Minggu, 09 November 2014




Gelar pahlawan memang mudah disematkan kepada orang-orang yang berjasa besar. Akan tetapi, kebanyakan orang tidak melihat sisi negatif  yang pernah dilakukan, bahkan cenderung untuk menafikan keburukan itu demi gelar pahlawan untuk orang yang diagung-agungkan.
Menurut peraturan Kementerian Sosial tentang Pengusulan Gelar Pahlawan Nasional Nomor 15 Tahun 2012, bahwasanya gelar yang disematkan kepada para pahlawan itu diberikan presiden kepada seseorang yang telah gugur atau meninggal dunia atas perjuangan, pengabdian, darmabakti, dan karya yang luar biasa kepada bangsa dan negara.
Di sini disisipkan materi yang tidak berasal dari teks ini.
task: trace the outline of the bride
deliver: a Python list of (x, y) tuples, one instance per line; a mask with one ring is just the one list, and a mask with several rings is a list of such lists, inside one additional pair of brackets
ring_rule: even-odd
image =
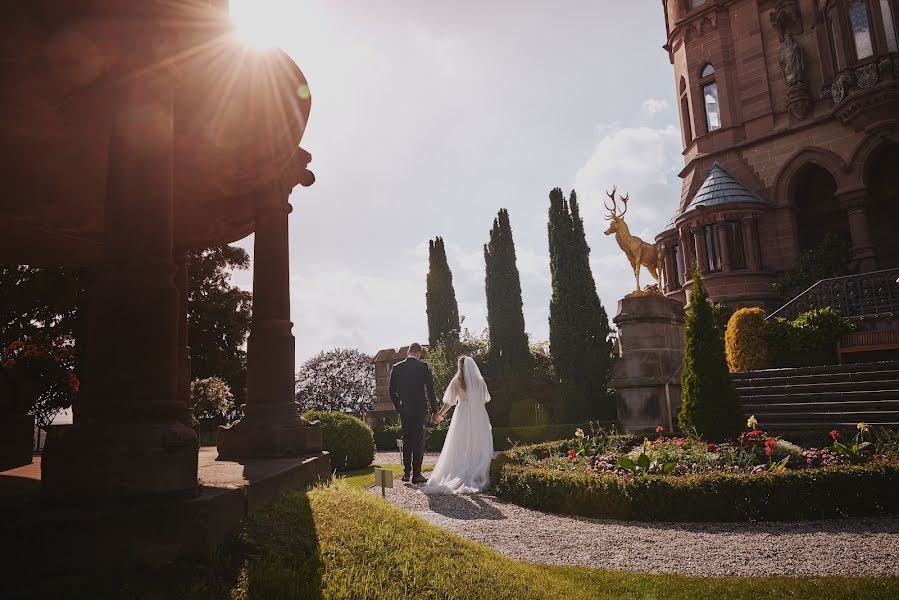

Bahkan selain gelar yang diberikan, kesejahteraan pun diberikan pemerintah untuk keluarga yang ditinggalkan. Uang yang diberikan berkisar antara 1,5 juta – 2,6 juta  perbulan tergantung dari jenis kepahlawanan yang diberikan untuk bangsa, apakah pahlawan perintis kemerdekaan atau pahlawan nasional. Uang tersebut belum termasuk dana kesehatan yang mencapai 3 juta perbulan.
Kebijakan ini tentu sebagai bukti bahwa pesan Soekarno untuk bangsa ini telah tersampaikan. Isi pesan itu adalah jangan sekali-kali melupakan sejarah atau yang biasa kita kenal dengan sebutan JASMERAH. Kebijakan tersebut juga membawa angin segar kepada para keluarga yang ditinggalkan karena merasa dihargai atas apa  yang para pahlawan berikan untuk bangsa ini.
Pro dan Kontra.
Pada tahun 2008, ketika presiden ke-2 RI, Jenderal Soeharto meninggal dunia, ada wacana pemberian gelar kepahlawanan. Namun, di kalangan masyarakat terjadi pro dan kontra karena berbagai alasan, mulai dari berkontribusi besar bagi bangsa yang dinilai pantas untuk mendapatkannya, sampai kebijakan semasa hidupnya dan gaya hidup sang presiden yang dinilai tak pantas untuk mendapatkan gelar tersebut.
Faktanya, pemerintah saat itu lebih memutuskan Alm. Jenderal Soeharto mendapatkan gelar tersebut karena dinilai dari sisi kontribusinya yang besar untuk Negara. Indonesia dibawah rezim soeharto memang mengalami perkembangan pesat khususnya di bidang infrastruktur Negara. Namun, infrastruktur yang berkembang sebagian besar masih berkutat di pulau jawa saja. Hal ini yang kadang membuat pulau-pulau lain di Indonesia dirasa tidak adil sehingga menuntut sang presiden. Belum lagi kebijakan-kebijakan yang dikeluarkan yang dinilai otoriter, salah satunya dalam hal kebebasan berpendapat di muka umum.
Kasus tersebut sedikit memberikan gambaran kepada kita, bahwa pemerintah ketika itu sangat sedikit sekali memberikan standarisasi kepahlawanan kepada seseorang yang dianggap pahlawan. Nilai-nilai negatif yang ditimbulkan tidaklah menjadi acuan dan lebih memandang kontribusi yang besar untuk bangsa meskipun factor politik saat itu juga bias menjadi pembeda.
Standarisasi Resmi
Pada tahun 2012 muncul regulasi resmi yang baru mengenai pengusulan gelar pahlawan oleh kemensos. Melalui Peraturan Nomor 15 Tahun 2012 ini, gelar pahlawan lebih diperketat, tidak asal dan sepihak  karena harus melalui beberapa prosedur yang sudah ditetapkan.
Pertama, seseorang yang ingin mendapatkan gelar pahlawan harus  melewati fase administrasi ke instansi terkait dalam hal ini kemensos dan juga dilampirkan dokumen/foto-foto kepahlawanan, daftar bukti tanda kehormatan dan lain sebagainya. Kedua, perlu diuji dan dipublikasikan oleh pengusul kepada masyarakat melalui seminar, diskusi atau sarasehan. Ketiga, tim peneliti dan pengkaji gelar tingkat pusat (TP2GP) akan memberikan pertimbangan kepada kemensos .
Regulasi ini tentu menjadi acuan bagi siapa saja yang menginginkan gelar pahlawan bagi orang yang diusulkan. Di dalam peraturan ini juga telah mengakomodir pendapat masyarakat dalam penentuan gelar selain kontribusi nyata yang telah diberikan calon pahlawan tersebut.